Bind the id placeholder to your primary key. Each source must supply an id placeholder, but your tables’ PKs are usually named customer_id, code, and so on. Map them explicitly with a per-source section:

[fetching.mapping.overrides.customers]
id = "customer_id"

[fetching.mapping.overrides.countries]
id = "code"

A column placed directly under [fetching.mapping.overrides] (no source) is a shared default applied to every source, so a uniform convention needs only one line – add per-source sections for the exceptions:

[fetching.mapping.overrides]
id = "code"            # default for every source

[fetching.mapping.overrides.orders]
id = "order_id"        # ...except this one

The mapping primer shows heuristics that can infer names like customer_id from a customers table, but an irregular PK like code matches nothing – so when retro-fitting an existing schema, explicit overrides are the reliable choice.

Note

Two configuration tables share the word overrides but do unrelated jobs. [fetching.mapping.overrides.<source>] (above) maps a placeholder to a column inside one source. [translator.mapping.overrides] maps a field name to a source – a persistent, config-file form of the names={field: source} dict in step 4:

[translator.mapping.overrides]       # field (name) -> source
created_by = "staff"

[fetching.mapping.overrides.staff]   # placeholder -> column
id = "staff_id"

Small static maps.
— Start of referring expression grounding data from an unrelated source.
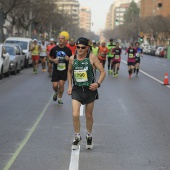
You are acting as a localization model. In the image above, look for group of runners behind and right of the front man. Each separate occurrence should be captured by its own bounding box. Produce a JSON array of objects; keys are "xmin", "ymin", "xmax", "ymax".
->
[{"xmin": 92, "ymin": 38, "xmax": 143, "ymax": 78}]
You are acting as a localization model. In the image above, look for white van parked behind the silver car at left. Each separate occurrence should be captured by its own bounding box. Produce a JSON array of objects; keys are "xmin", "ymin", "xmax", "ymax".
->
[{"xmin": 4, "ymin": 37, "xmax": 33, "ymax": 68}]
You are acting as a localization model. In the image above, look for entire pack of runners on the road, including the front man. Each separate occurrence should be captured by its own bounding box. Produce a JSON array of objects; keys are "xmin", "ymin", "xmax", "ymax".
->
[{"xmin": 31, "ymin": 35, "xmax": 142, "ymax": 150}]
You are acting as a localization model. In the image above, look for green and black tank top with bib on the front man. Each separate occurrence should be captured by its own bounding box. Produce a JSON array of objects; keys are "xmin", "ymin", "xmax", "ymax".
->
[{"xmin": 73, "ymin": 54, "xmax": 95, "ymax": 86}]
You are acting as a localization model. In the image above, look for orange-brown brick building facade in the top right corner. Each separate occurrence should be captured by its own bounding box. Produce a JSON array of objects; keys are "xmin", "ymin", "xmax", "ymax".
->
[{"xmin": 140, "ymin": 0, "xmax": 170, "ymax": 17}]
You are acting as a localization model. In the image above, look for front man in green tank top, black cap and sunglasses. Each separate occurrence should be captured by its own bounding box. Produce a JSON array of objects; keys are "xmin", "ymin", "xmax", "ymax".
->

Use MemoryFetcher – no database, no file. The simplest form maps each ID straight to its label:

[fetching.MemoryFetcher.data.statuses]
P = "Pending"
S = "Shipped"
D = "Delivered"
C = "Cancelled"

This scalar form is ideal for string codes like these. For integer IDs, use the columnar id = [...] / name = [...] form (config reference) instead – TOML keys are always strings, so 101 = "Widget" would store the key as the string "101".
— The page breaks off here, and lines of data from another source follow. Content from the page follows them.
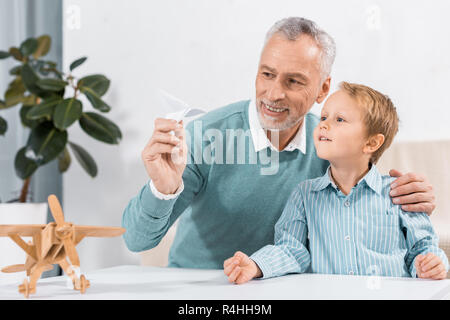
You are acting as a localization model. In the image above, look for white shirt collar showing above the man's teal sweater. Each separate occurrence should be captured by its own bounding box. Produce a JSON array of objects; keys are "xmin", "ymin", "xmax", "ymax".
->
[{"xmin": 248, "ymin": 99, "xmax": 306, "ymax": 154}]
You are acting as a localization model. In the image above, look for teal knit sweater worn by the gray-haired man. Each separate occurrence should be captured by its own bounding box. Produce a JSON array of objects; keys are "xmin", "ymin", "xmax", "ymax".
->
[{"xmin": 122, "ymin": 101, "xmax": 329, "ymax": 269}]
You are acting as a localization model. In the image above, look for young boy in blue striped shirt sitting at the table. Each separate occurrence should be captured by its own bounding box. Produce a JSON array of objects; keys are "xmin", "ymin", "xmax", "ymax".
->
[{"xmin": 224, "ymin": 82, "xmax": 449, "ymax": 284}]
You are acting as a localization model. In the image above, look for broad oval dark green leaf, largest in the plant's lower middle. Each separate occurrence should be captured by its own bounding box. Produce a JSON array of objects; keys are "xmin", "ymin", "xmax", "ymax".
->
[{"xmin": 27, "ymin": 121, "xmax": 67, "ymax": 165}]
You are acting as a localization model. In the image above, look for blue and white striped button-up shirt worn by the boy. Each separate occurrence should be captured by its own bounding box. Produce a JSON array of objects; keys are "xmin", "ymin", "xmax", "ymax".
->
[{"xmin": 250, "ymin": 165, "xmax": 449, "ymax": 278}]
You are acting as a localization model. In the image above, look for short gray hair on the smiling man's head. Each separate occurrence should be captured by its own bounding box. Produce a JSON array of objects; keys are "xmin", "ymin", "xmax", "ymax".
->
[{"xmin": 264, "ymin": 17, "xmax": 336, "ymax": 80}]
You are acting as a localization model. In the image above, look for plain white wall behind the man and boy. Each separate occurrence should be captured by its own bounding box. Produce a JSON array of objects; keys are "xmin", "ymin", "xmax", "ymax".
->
[{"xmin": 63, "ymin": 0, "xmax": 450, "ymax": 270}]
Tabular files. Point a PandasFetcher at CSV/Parquet/… sources.

3. One config, one entry point#

Wrap construction in a single factory so the rest of your app never sees the wiring:

import os
from pathlib import Path

from id_translation import Translator

_CONFIG = Path(__file__).parent / "config"
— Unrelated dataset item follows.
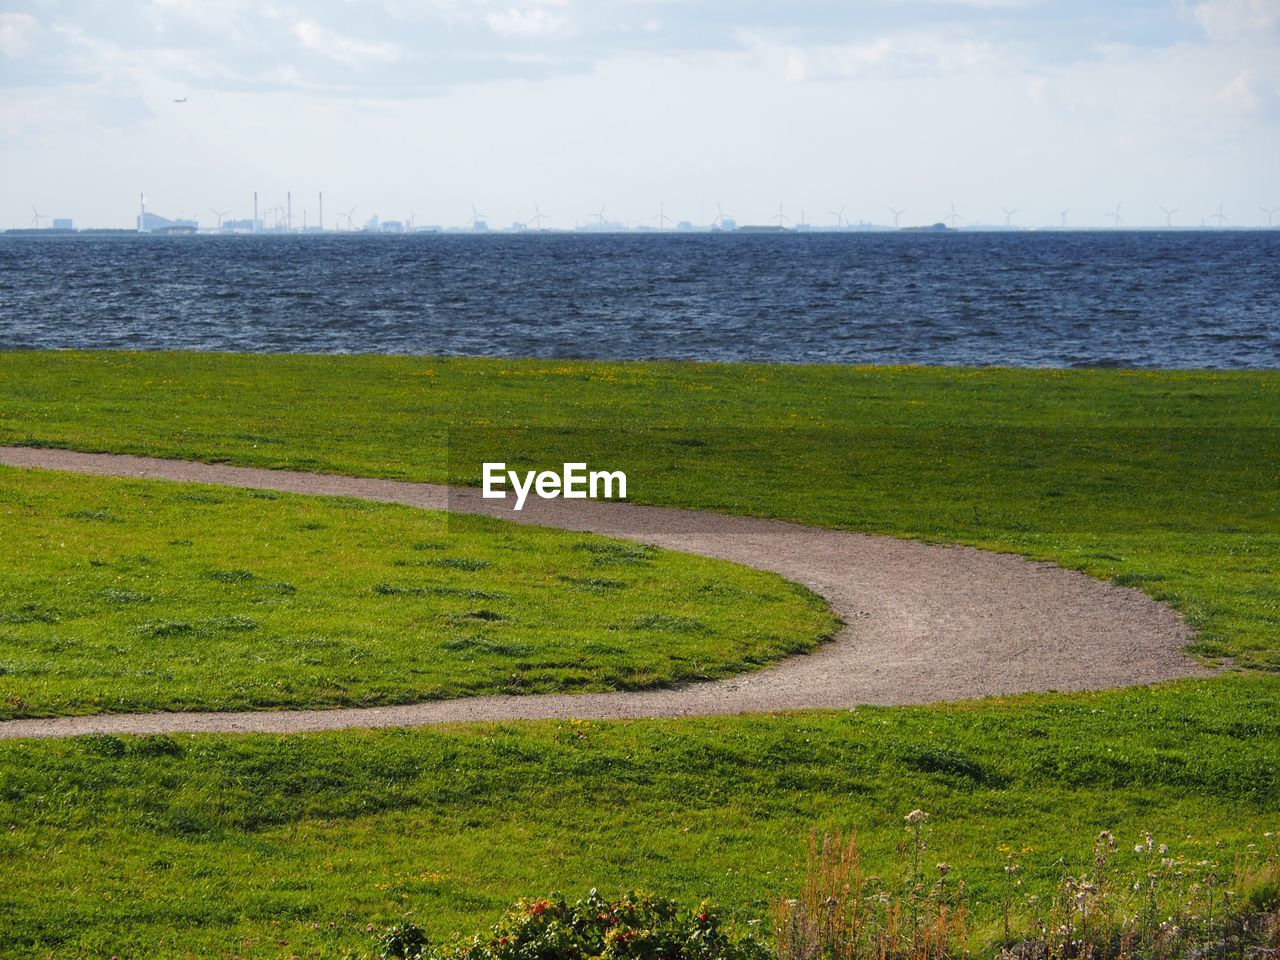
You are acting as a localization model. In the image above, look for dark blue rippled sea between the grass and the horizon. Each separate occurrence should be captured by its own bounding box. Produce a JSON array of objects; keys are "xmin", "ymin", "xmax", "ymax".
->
[{"xmin": 0, "ymin": 230, "xmax": 1280, "ymax": 367}]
def create_translator(env: str = "dev") -> Translator:
    os.environ["APP_ENV"] = env  # interpolated into the fetcher's connection_string
    return Translator.from_config(
        _CONFIG / "main.toml",
        extra_fetchers=[_CONFIG / "fetching" / "database.toml"],
    )

from_config() accepts Path objects; extra_fetchers lets each source live in its own file, and multiple fetchers are composed automatically. Setting APP_ENV here is what makes the ${APP_ENV:dev} in the fetcher TOML resolve to the chosen environment – interpolation happens when from_config reads the file.

4. Replace the call sites#

Now collapse the scattered lookups into a single call. The names argument accepts a {field: source} dict that binds each ID-bearing field to the source that resolves it – bypassing name-to-source heuristics entirely, which is usually what you want when retro-fitting an existing schema:

translator = create_translator()
translator.translate(
    df,
    names={"customer_id": "customers", "country_id": "countries",
           "status_code": "statuses"},
    copy=False,  # Perform in-place translation.
)

This one call replaces the .map, the .apply ladder, the per-row SQL, and the manual f-string. Control the label shape with the fmt key under [translator] (e.g. fmt = "{name}" for the label only, or "{id}:{name}" for the default compound form). The fmt mini-language – optional [...] blocks, literal brackets – is documented in the Format docstring.

5. Let the defaults take over#

The steps above pin every name and placeholder by hand – the safe choice when retro-fitting a schema you do not control. Once it works, lean on the behaviour you opted out of: id-translation reads names off the translatable (e.g. DataFrame columns) and maps them to sources by heuristic, so a conventionally-named customer_id needs no names= entry. Keep explicit overrides for the irregular cases only.

See also

The DataFrame you just translated is only one of the structures the dio framework handles; see the table of bundled integrations for the full set, from dicts and lists to polars and dask frames.

The Translation IO system is extensible. You can create your own custom integration, or change how certain built-in IO implementations behave by using the io_kwargs argument.